Kamis, 26 September 2013

Simpler is Better: Cerita Singkat Menuju Sarjana

Perjalanan Mahasiswa Part II

Mungkin jika dibandingkan dengan yang lain, tugas akhirku tak ada apa-apanya. Tak ada rumus atau model yang rumit, tak ada uji statistik yang sulit, yang ada hanya analisis. Begitu sederhana. Tapi aku sangat bangga bisa membuatnya.

Ketika masuk semester VI, aku mengikuti mata kuliah “Lean Manufacturing System”, pengampunya Bu Ninik, sekretaris jurusan Teknik Industri. Dalam sela-sela mengajar, beliau menyinggung soal tugas akhir. Beliau mengatakan akan lebih baik membuat tugas akhir dengan tema yang baru, menurut beliau TA-TA yang ada di RBTI
(Ruang Baca Teknik Industri) itu sudah banyak yang basi, setiap tahun mahasiswa hanya mencontoh tugas akhir punya senior-seniornya, jarang sekali ada mahasiswa yang berani melakukan terobosan.

Pesan singkat itu membuatku memikirkan sesuatu. 2 hal yang aku rencanakan untuk tugas akhirku besok. Yang pertama, aku berniat untuk lebih santai saat mengerjakan tugas akhir nanti. Memang niat ini sedikit nakal, di saat yang lain ingin cepat-cepat selesai aku justru ingin berlama-lama. Aku ingin memanfaatkan waktu “luang”ku itu untuk “bersenang-senang”. Bagaimana tidak, kuliah di TI memang banyak menyita waktu. Ditambah aku aktif di beberapa organisasi kampus. Aku ingin bisa memantapkan bahasa inggrisku di Pare, aku juga berencana ikut student exchange, atau ikut magang di perusahaan di luar negeri. Bagiku selain bisa mendapatkan ilmu, kegiatan tersebut juga sangat menyenangkan, karena bisa jalan-jalan aka travelling aka piknik. Rencana yang kedua ialah mengambil tema yang unik dalam tugas akhirku besok sehingga aku tak perlu repot-repot “nyontek” kerjaan senior-seniorku. Aku ingin sesuatu yang beda. Meskipun aku tahu, resikonya mungkin aku akan sedikit kesulitan sebab tidak ada yang bisa dicontekin, terutama soal metode.

Selasa, 17 September 2013

Perjalanan Mahasiswa Part I

“Keyakinan seolah seperti indera keenam, melahirkan keajaiban”
Aku menentukan pilihanku sendiri dan Tuhan menyertai. Kuikuti alur mainnya. Dia membawaku ke sebuah cerita, penuh lika-liku, jalannya juga naik dan turun. Namun harus kulalui.
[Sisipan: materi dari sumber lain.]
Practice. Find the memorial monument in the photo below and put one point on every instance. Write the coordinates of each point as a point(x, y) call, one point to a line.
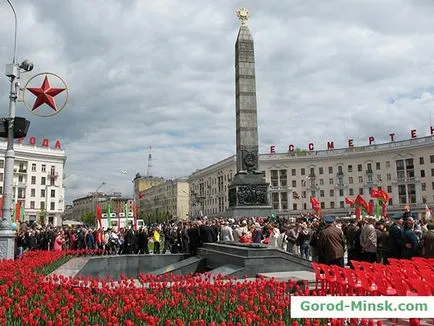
point(248, 192)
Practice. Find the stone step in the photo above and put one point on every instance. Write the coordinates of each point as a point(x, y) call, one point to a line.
point(291, 275)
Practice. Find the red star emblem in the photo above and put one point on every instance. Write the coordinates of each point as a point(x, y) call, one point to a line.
point(45, 94)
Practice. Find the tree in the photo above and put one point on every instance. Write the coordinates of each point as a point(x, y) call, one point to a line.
point(88, 218)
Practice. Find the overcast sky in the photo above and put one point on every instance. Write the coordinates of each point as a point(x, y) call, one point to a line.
point(161, 73)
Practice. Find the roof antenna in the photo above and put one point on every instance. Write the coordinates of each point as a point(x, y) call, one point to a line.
point(149, 173)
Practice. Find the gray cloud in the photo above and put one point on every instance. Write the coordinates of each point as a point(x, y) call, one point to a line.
point(161, 74)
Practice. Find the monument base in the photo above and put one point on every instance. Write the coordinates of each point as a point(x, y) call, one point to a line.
point(248, 196)
point(7, 243)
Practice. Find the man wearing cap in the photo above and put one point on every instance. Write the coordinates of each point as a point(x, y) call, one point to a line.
point(368, 241)
point(331, 243)
point(226, 232)
point(395, 240)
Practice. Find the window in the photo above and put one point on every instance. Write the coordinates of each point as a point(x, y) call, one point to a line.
point(312, 172)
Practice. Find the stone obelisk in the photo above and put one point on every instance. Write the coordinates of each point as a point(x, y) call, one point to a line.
point(248, 192)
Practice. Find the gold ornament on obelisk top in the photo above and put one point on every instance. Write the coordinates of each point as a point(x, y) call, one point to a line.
point(243, 16)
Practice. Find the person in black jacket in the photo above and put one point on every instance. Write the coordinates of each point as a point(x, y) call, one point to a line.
point(395, 240)
point(194, 239)
point(206, 233)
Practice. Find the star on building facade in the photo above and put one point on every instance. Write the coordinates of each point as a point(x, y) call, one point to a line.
point(45, 94)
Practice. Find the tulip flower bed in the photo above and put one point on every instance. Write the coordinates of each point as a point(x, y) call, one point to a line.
point(29, 297)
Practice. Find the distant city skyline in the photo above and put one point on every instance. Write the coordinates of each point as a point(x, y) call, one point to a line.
point(161, 74)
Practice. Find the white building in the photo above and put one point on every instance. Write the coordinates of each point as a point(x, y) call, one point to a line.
point(38, 180)
point(405, 169)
Sekitar empat tahun yang lalu, saat ramainya seleksi penerimaan mahasiswa baru tiba. Lewat PMDK atau seleksi tanpa tes yang hanya mengandalkan nilai rapor sampai semester V dan UM atau ujian tertulis secara regional. Sampai menjelang tes-tes UM dan PMDK beberapa universitas yang masuk ke sekolahku tiba, aku belum mempersiapkan apa-apa. Aku mencoba jalur PMDK UNS dengan memilih jurusan Teknik Arsitektur, tapi tidak diterima. Kucoba lagi jalur PMDK Undip dengan memilih jurusan Teknik Industri, tapi juga tak diterima. Dua kali gagal membuatku urung untuk menjadi seorang engineer, impianku sejak kecil karena lekatnya sosok Bung Karno sebagai insyinyur, tokoh idolaku waktu itu. Ketika UM Unnes dibuka, aku mencoba memilih jurusan Pendidikan Bahasa Indonesia dan Pendidikan Bahasa Jawa, keduanya kupilih karena aku juga penyuka sastra dan juga budaya. Menjadi seorang guru bagiku tak apa, pekerjaan yang mulia, mendidik para siswa. Namun, ibuku rupanya kurang setuju. Tepat di hari pengumpulan, aku batalkan niatku.

Hari itu UM Undip dan UGM dibuka, pendaftaran dengan deadline hampir bersamaan. Jujur aku masih ingin menjadi seorang insyinyur, yang terbayang hanya gelar itu. Aku memutuskan untuk memilih Teknik Arsitektur, tapi rupanya ibuku juga kurang setuju dengan berbagai alasan untuk menolaknya, termasuk juga keluargaku yang tiba-tiba jadi ikut-ikutan memberikan saran. Hanya Bapak waktu itu yang setuju. Sampai tibalah hari terakhir pendaftaran. Aku pergi ke warnet, sendirian. Bingung memutuskan berbagai pilihan jurusan, yang pasti teknik tentunya. Namun, yang jelas aku sudah memblack list beberapa jurusan, seperti Teknik Sipil, Teknik Mesin, dan Teknik Elektro, adalah alasannya. Aku cari informasi yang berkaitan dengan jurusan-jurusan selain ketiga jurusan itu. Mencoba meminta saran ke kakak-kakakku yang notabene sudah pernah menjadi mahasiswa pun sia-sia, tak ada masukan yang berarti, semua dikembalikan padaku. Memang sih, sebelumnya di keluargaku tidak ada yang mengambil jurusan teknik, kebanyakan mengambil pendidikan, kesehatan, atau TNI/Polri. “Dasar nggak kreatif”, dalam benakku. Akhirnya, setelah berbagai pertimbanganku sendiri kuputuskan Teknik Industri dan Keperawatan sebagai pilihanku dalam ikut UM Undip, dan Farmasi, Teknik Industri, dan Keperawatan dalam ikut UM UGM. Kalau tidak diterima di teknik, paling tidak aku bisa mengikuti jejak keluargaku, mungkin rejekiku memang di situ. Dalam hatiku, “Semoga Tuhan percaya padaku kalau aku lebih kreatif”.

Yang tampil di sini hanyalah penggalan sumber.